In her comment, she asked me
Now that you've decided to reduce the number of asset classes, I was wondering how you plan to allocate the funds? Do you use a certain formula?
to which I had no response at the time. There were some other matters that had my attention, so I never really gave the question extensive thought. What I did know was that I liked the satellite portfolio that Teresa describes in the series. So much so that I planned to copy it outright. (What was that about great artists stealing?) While I would imagine that any portfolio that InvivoAnalytics constructs for a client would have slightly different components, the overall idea and simplicity of this portfolio is ideal. I know that I have too many components to my current portfolio, and while I like them all, there has to be a better way.
First, I have liquidated all the holdings in my taxable account. As I've previously stated, I use the aggressive allocation from 401khelp.com for my 401(k). So this interpretation of the satellite portfolio will truly be the "explore" portion of my overall investment holdings, while the "core" remains in my 401(k).

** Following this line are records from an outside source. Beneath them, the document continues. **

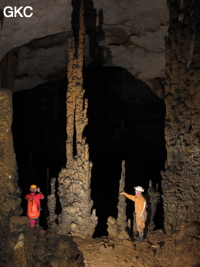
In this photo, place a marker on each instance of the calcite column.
(181, 181)
(74, 180)
(118, 226)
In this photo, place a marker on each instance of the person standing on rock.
(34, 205)
(140, 210)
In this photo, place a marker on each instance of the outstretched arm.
(131, 197)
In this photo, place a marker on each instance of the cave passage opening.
(125, 122)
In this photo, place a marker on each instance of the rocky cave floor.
(45, 248)
(181, 248)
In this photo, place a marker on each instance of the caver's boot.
(140, 238)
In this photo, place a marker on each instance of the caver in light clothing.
(140, 210)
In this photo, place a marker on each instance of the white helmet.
(139, 188)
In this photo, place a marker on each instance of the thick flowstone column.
(74, 180)
(181, 181)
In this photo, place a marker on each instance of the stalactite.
(74, 180)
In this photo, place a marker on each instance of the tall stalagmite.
(181, 179)
(74, 180)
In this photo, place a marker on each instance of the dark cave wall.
(182, 98)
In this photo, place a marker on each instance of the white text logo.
(18, 11)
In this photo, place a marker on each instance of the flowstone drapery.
(182, 98)
(74, 180)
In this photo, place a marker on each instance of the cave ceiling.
(121, 33)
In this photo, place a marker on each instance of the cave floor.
(158, 250)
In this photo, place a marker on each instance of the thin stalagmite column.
(117, 227)
(76, 217)
(181, 178)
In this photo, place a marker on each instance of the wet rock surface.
(158, 250)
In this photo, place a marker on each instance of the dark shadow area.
(126, 122)
(39, 134)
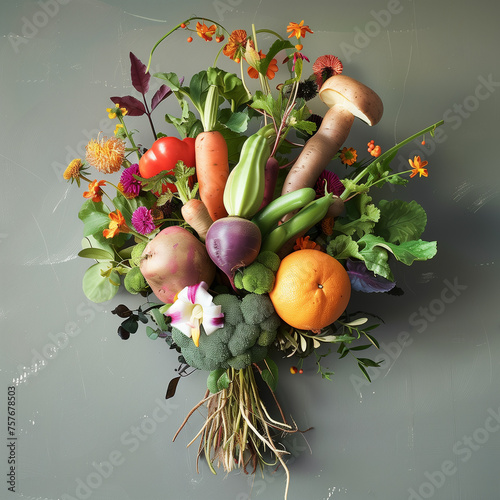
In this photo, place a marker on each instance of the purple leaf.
(133, 106)
(140, 77)
(161, 94)
(363, 280)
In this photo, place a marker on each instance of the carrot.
(195, 213)
(212, 170)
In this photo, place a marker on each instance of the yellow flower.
(298, 30)
(116, 111)
(348, 156)
(106, 154)
(418, 167)
(116, 226)
(205, 32)
(95, 191)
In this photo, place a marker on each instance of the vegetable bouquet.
(244, 224)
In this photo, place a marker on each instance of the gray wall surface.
(90, 416)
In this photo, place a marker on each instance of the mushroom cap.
(360, 100)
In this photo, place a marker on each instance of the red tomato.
(164, 154)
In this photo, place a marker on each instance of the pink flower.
(131, 186)
(194, 308)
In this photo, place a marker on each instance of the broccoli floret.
(259, 276)
(256, 308)
(244, 338)
(134, 281)
(250, 327)
(212, 352)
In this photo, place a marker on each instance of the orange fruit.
(311, 291)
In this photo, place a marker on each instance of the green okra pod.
(245, 185)
(267, 218)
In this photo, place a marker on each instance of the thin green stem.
(129, 137)
(384, 156)
(175, 29)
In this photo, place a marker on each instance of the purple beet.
(233, 242)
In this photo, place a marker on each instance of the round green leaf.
(95, 253)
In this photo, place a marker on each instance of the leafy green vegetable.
(401, 221)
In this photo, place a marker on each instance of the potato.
(174, 259)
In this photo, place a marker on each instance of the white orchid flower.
(194, 307)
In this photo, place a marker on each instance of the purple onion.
(233, 242)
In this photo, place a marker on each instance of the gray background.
(428, 425)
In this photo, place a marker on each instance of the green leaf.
(171, 79)
(276, 47)
(237, 122)
(361, 347)
(223, 381)
(263, 102)
(94, 217)
(198, 88)
(368, 362)
(343, 247)
(401, 221)
(99, 282)
(361, 217)
(270, 375)
(376, 260)
(95, 253)
(230, 87)
(406, 252)
(101, 243)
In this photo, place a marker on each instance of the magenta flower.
(131, 186)
(332, 182)
(142, 220)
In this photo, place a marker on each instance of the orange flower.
(348, 156)
(303, 243)
(235, 44)
(375, 151)
(271, 69)
(116, 226)
(418, 167)
(95, 191)
(106, 155)
(205, 32)
(298, 30)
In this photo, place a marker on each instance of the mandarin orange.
(311, 291)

So, to answer the question, I return to the original inquisitor...I have purchased a subscription to InvivoAnalytics.com's Portfolio Strategy service!

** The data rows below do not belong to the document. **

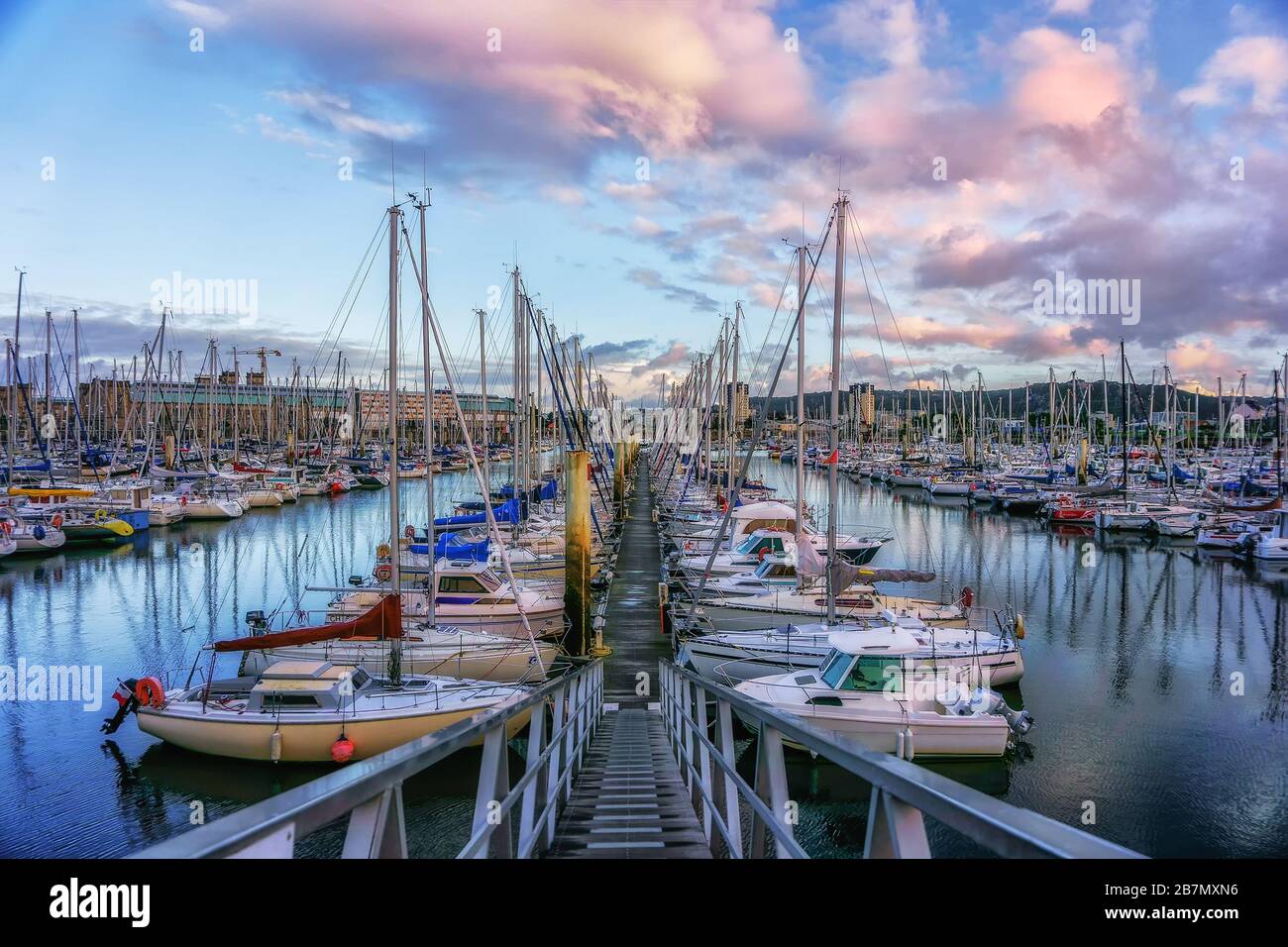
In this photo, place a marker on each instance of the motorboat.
(730, 657)
(868, 688)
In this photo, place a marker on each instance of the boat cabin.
(867, 661)
(295, 685)
(764, 543)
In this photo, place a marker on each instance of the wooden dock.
(629, 800)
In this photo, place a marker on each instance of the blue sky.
(223, 163)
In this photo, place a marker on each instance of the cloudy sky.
(647, 162)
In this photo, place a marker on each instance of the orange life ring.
(342, 750)
(150, 692)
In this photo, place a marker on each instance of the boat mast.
(1122, 360)
(733, 398)
(429, 416)
(487, 421)
(842, 206)
(800, 393)
(13, 388)
(394, 532)
(76, 415)
(516, 441)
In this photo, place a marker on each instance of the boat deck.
(632, 625)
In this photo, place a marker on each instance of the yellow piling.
(578, 551)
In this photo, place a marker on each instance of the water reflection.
(1155, 674)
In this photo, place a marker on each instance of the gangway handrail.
(370, 791)
(903, 793)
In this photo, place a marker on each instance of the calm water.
(1129, 654)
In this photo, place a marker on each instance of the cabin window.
(875, 674)
(462, 583)
(359, 678)
(288, 701)
(835, 668)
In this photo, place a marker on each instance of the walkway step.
(629, 800)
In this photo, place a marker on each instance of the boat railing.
(698, 719)
(565, 716)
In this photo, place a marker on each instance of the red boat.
(1067, 509)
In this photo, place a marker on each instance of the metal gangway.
(688, 800)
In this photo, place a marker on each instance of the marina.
(618, 433)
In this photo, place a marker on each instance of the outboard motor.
(992, 702)
(127, 703)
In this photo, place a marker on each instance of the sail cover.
(384, 620)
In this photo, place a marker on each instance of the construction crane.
(263, 361)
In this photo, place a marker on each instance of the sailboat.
(875, 682)
(305, 709)
(868, 688)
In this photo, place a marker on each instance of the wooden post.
(619, 478)
(578, 551)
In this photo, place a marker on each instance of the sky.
(648, 163)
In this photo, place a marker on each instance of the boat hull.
(303, 741)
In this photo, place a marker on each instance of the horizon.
(1033, 180)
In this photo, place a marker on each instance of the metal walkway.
(632, 622)
(631, 757)
(629, 800)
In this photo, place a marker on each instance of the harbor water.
(1155, 673)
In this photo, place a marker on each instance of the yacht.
(730, 657)
(867, 688)
(309, 710)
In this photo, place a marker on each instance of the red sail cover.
(245, 468)
(384, 620)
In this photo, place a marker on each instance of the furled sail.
(382, 620)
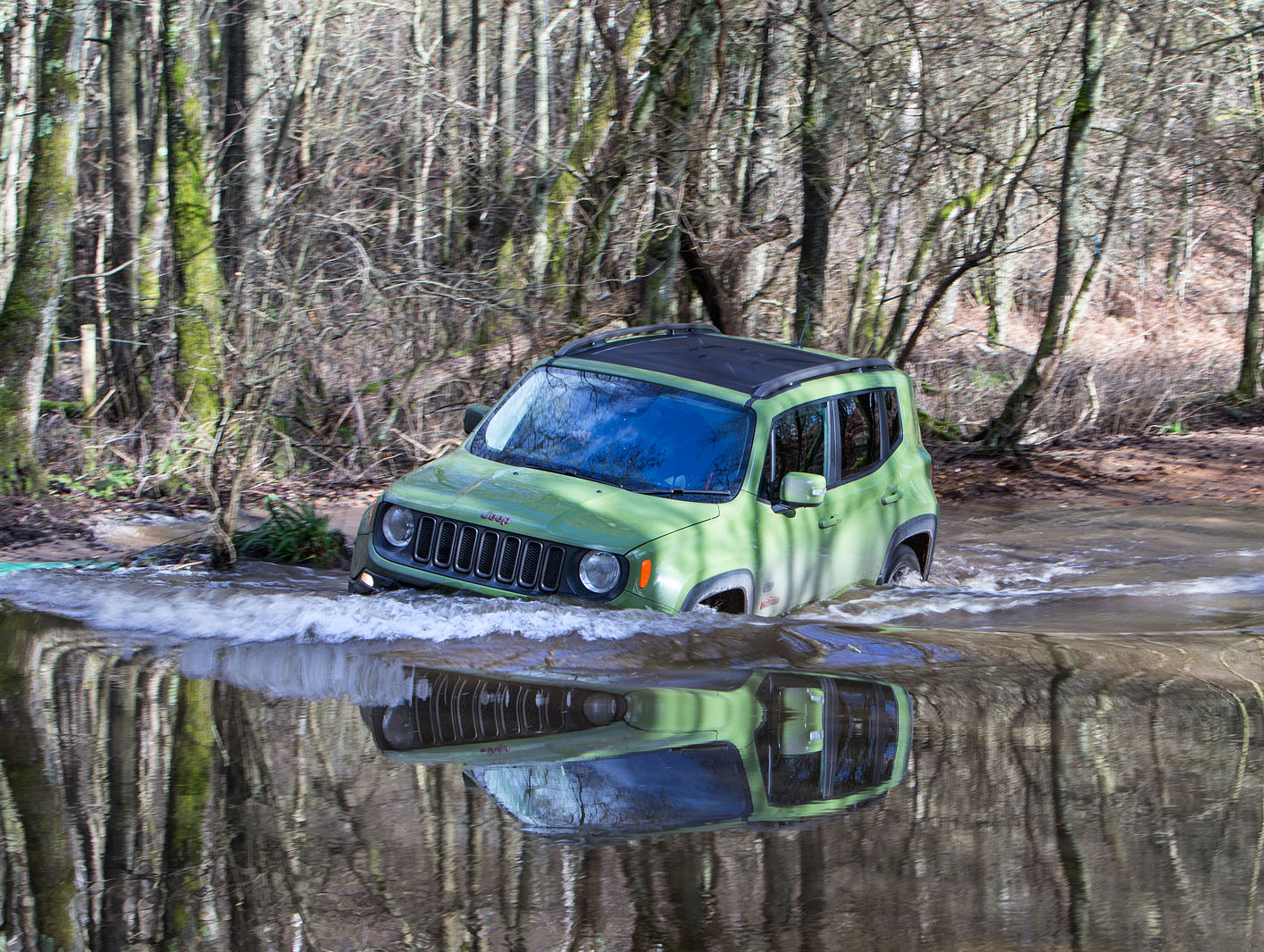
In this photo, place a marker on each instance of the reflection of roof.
(698, 353)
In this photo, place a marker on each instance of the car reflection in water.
(764, 748)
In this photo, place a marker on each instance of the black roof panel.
(737, 363)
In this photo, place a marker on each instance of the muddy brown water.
(1054, 744)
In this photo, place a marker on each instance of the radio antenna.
(803, 334)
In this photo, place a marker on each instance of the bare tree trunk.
(814, 154)
(1249, 374)
(1007, 429)
(30, 304)
(660, 261)
(243, 173)
(17, 72)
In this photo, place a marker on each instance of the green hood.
(545, 505)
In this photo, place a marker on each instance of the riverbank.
(1220, 464)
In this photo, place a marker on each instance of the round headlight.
(599, 572)
(398, 727)
(600, 708)
(398, 525)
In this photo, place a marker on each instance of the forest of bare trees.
(267, 236)
(1097, 796)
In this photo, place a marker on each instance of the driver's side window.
(798, 446)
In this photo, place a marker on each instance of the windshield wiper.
(724, 493)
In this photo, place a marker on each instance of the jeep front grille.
(490, 556)
(450, 709)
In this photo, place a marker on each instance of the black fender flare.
(737, 580)
(925, 525)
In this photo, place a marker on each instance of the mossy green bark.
(185, 858)
(30, 305)
(198, 306)
(38, 797)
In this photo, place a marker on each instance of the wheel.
(904, 566)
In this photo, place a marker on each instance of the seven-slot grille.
(449, 709)
(487, 555)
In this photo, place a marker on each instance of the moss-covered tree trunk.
(122, 285)
(30, 305)
(198, 304)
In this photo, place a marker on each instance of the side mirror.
(803, 489)
(474, 415)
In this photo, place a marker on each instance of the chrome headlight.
(398, 525)
(599, 572)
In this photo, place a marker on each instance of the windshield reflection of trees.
(637, 435)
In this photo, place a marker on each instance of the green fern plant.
(293, 534)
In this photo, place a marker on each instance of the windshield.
(632, 793)
(642, 437)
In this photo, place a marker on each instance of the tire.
(904, 566)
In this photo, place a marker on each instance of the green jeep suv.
(667, 468)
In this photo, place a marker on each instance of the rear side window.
(861, 443)
(892, 419)
(799, 446)
(840, 438)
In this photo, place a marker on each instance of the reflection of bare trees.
(1056, 805)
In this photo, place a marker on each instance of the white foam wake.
(195, 605)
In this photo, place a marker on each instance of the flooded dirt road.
(1054, 744)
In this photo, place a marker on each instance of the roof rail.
(666, 330)
(809, 373)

Now, this may seem like a cop out, but I considered the following factors. First, I was planning to use the same investments anyway. Two, Teresa and Pete have put in the time and effort to come up with the algos to perform the asset allocation, rebalancing, and other processes which I would otherwise have to implement manually, and their processes are targeted at the same ETFs. Third, I'm busy. I am working on several projects outside of my investing, some of which I've talked about on this blog. There is just not enough time, and consequently not enough value I could add with the time available, to make the investment pay off. The work has already been done, so I should use it. Fourth, I didn't have to pay directly out of my pocket; I was able to pay with blog earnings. Its a minor point, but anything that reduces the friction in this kind of decision is "A Good Thing".
So Teresa, I think you already know the answer to the question by now.
That said, here's the breakdown from Monday:
- VXF - 16.88%
- EEM - 14.18%
- GSG - 9.92%
- FXF - 28.13%
- TLT - 30.89%
Also keep in mind that these are not core retirement portfolio holdings and allocations. InvivoAnalytics.com has services for a core portfolio which is designed to be implemented within your primary retirement account, primarily targeted at 401(k)s. As I have mentioned before, I use the aggressive asset allocation from 401khelp.com in my 401(k), with a few tweaks for a more defensive posture in this market (primarily, more international exposure for a greater risk/return profile, more cash, so I have some dry powder, and less real estate exposure for obvious reasons). If you're looking for a core 401(k) asset allocation from Invivo, the Strategic Performance Portfolio is NOT it.
Part 8 of Building You Investment Portfolio discusses some of the details of how the dynamic algorithm works (at a high level).
(Yes, those numbers change every week, so while you're getting a free ride for this past Monday, by next Monday the numbers will be different. You shouldn't buy in the middle of the week anyway, but wait until the next allocations come out next Monday. However, you have to be a subscriber to find out what those will be!)
So all of that said, thank you again Teresa for coming up with these model portfolios and giving me time back to generate alpha in other ways!